A property in which the physical characteristics of an object or environment influence its function.

This one goes out to all the people who couldn't stop thinking about doors after reading The Design of Everyday Things. Things users interact with should make sense. A link should look like a link. A button should look like a button. Attention to detail is important, and the less time a user spends thinking about your design, the less you need to explain it.

💾 Archetypes

Universal patterns of theme and form resulting from innate biases or dispositions.

Naming remains an incredibly important part of programming. So much so that conventions and style guides are written to keep everyone on the same page. You can also use archetypes to make complex functions easier to understand in code. For example: say you have a program that stores a list of students, and a function that removes students with a GPA under 2.0. Naming your function removeStudents() is too ambiguous. You could try something longer such as removeStudentsUnderGPALimit(), which is unambiguous, but that reduces readability. A good solution could be expellForGPA(), as expelling is a real-world pattern that most people will be familiar with.

🎒 Chunking

A technique of combining many units of information into a limited number of units or chunks, so that the information is easier to process and remember.

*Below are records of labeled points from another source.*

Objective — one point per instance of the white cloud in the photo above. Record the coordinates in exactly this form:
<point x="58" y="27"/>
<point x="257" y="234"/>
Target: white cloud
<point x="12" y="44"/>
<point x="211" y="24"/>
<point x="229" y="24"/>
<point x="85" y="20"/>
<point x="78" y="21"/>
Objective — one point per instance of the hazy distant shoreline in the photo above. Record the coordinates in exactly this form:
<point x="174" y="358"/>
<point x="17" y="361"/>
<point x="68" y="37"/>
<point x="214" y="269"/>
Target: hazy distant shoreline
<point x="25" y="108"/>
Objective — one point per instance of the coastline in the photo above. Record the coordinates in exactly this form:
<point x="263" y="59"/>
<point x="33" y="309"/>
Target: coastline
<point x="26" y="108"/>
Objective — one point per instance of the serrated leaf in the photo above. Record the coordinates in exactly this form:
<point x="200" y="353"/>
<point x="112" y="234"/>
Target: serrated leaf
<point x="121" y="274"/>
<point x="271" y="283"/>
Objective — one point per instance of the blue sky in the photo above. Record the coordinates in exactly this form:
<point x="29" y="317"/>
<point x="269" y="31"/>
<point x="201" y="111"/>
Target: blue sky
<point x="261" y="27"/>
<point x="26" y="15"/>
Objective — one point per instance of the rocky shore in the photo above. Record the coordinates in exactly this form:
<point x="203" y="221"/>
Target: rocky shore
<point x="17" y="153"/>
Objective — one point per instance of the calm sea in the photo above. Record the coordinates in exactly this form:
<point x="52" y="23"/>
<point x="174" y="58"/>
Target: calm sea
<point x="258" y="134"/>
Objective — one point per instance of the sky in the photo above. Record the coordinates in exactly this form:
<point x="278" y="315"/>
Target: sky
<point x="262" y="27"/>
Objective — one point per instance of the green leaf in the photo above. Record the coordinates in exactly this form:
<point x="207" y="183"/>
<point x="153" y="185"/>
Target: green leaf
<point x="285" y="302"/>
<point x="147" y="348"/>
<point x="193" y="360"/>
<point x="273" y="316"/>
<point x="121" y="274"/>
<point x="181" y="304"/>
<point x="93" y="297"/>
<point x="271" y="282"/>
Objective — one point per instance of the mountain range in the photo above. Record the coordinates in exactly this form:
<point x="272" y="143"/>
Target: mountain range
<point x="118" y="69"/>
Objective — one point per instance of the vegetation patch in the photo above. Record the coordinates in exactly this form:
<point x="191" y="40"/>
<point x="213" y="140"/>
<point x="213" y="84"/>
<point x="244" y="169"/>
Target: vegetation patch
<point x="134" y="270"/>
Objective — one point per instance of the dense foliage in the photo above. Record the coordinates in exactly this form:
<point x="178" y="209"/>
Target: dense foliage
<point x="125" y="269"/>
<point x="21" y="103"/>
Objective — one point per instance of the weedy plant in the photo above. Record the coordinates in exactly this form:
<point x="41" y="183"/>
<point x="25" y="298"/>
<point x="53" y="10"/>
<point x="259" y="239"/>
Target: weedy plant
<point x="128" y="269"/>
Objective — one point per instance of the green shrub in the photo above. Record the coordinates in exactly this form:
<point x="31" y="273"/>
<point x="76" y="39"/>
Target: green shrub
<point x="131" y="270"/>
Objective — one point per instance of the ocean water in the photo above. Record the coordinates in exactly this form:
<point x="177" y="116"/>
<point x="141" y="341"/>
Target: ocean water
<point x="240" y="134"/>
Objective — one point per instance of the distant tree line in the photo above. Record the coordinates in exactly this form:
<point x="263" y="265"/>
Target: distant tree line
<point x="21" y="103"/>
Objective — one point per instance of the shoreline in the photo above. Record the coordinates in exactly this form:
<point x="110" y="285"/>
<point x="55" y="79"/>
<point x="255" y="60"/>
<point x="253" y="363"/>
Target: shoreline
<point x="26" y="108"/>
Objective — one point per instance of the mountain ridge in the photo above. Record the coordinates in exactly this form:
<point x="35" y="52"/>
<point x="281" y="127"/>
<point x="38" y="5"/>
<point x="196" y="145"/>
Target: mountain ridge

Information overload can be a big issue when displaying necessary data to both users and collaborators. A classic example I see is when beginners first learn about commenting code and then proceed to fill the beginning of every file with a large multi-line comment explaining the purpose of every object, variable, and function. Large walls of text often end up being ignored, so break up your comments when you can.

🧩 Closure

A tendency to perceive a set of individual elements as a single, recognizable pattern, rather than multiple, individual elements.

This is a different definition of closure than the programming one you're probably used to seeing. A closure in design refers to how our brains naturally look for patterns. In UI, you can leverage this to simplify the amount of information displayed on the screen (for both performance and readability's sake). In code, you can use the thought process behind this principle to make things more readable. Take JavaScript's Array.prototype.map() for example.

let list = [1, 2, 3];
for (let item = 0; item < list.length; item++) {
  list[item] = list[item] * 2;
}

While iterating through arrays is trivial, it still takes mental overhead when reading to ensure that everything is behaving as expected. We can simplify this using Array.prototype.map()

let list = [1, 2, 3];
let doubledList = list.map(item => item * 2);

Once you learn how this pattern works, your mind will subconsciously tell you "an action is being taken on every item in this list." Under the hood, it might just be a for loop, but we don't have to think about it.

🙇‍ Conclusion

This concludes this part of Universal Principles of Design for Programmers! Hopefully these principles made you think about what design can do for you. More principles to come!